Роуз, само собой, не хотела допускать Бек к дочке. От этой кошмарной тетки исходило дурное влияние, у нее пустые водочные бутылки валились из-под раковины и торчали из пакетов с мусором.
А Бен? Уловила ли я хоть намек на знакомую печаль мужчины-ребенка, когда он рассказывал мне, как занята теперь Роуз? Пытался ли он дать мне понять своим окольным безоценочным способом, что его жена не понимает его теперь, когда все ее внимание сосредоточено на дочке?
Если разобраться, мужчины все одинаковы. Даже хорошие.
– Хочешь посмотреть фотографии? – задал он вопрос, на который невозможно ответить отрицательно, по крайней мере если вы хотите считаться человеком. Он стал прокручивать в телефоне библиотеку картинок: бесчисленные снимки лунолицей девочки с обиженно надутыми губами и широко раскрытыми глазами. Роуз, которая чувствует себя неприлично уютно в новых фартуках и настолько довольна собой, что можно подумать, будто завела ребенка без посторонней помощи.
На самом деле я была рада развлечению. Я ворковала над маленькой Чентал, и это почти позволяло забыть, зачем мы сюда приехали. Позволяло делать вид, что все нормально, хотя оба мы знали, что ненормально и нормально уже никогда не будет.
– Думаешь, это я ее подтолкнул? – гораздо позже спросил Бен, когда мы уже вернулись в дом, полупьяные сидели за кухонном столом и между нами стояла бутылка «мерло».
– Не более чем я. – Вероятно, это было самое честное из того, что я сказала с того момента, как вышла из автобуса. Мы посмотрели друг на друга и отвернулись.
Я почувствовала себя близкой ему, как никогда, и это не было приятно.
Я спала в свободной комнате, в той же самой, что и в последний свой приезд сюда, когда Бек еще была жива. Комната была унылая, но чистая, казалось, здесь ничего не изменилось, даже не вполне устойчивая стопка картонных коробок в углу у окна, их обращенные вверх поверхности покрылись пылью, их логотипы – «Брилло», «Кэмпбеллз», «Бёрдз» – указывали в прошлое, похороненное где-то в прошлом веке.
В прошлый свой приезд я заглянула в верхнюю коробку. В ней лежали школьные тетрадки, я не ожидала, что еще когда-либо увижу подобные вещи, и, уж конечно, я бы такое хранить не стала. Я представила, как эти коробки следуют за Бек из дома ее родителей возле Питерборо в однокомнатную квартирку в Левишэме, затем в Фултон, затем сюда.

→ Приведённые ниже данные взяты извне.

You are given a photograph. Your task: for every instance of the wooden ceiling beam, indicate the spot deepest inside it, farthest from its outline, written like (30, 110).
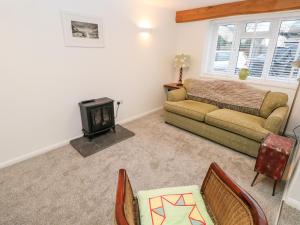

Судя по слою пыли, эти коробки не переставляли с тех пор, как сложили сюда после переезда.
Одеяло из термоустойчивого водо– и воздухонепроницаемого материала говорит о вашей самобытности, даже является доказательством вашего существования. Но после вашей смерти превращается просто в хлам, от которого следует избавиться.
– Сколько из этого, по-твоему, надо оставить? – спросил Бен утром на следующий день. Мы бродили из комнаты в комнату, брали в руки вещи и в нерешительности клали на прежнее место.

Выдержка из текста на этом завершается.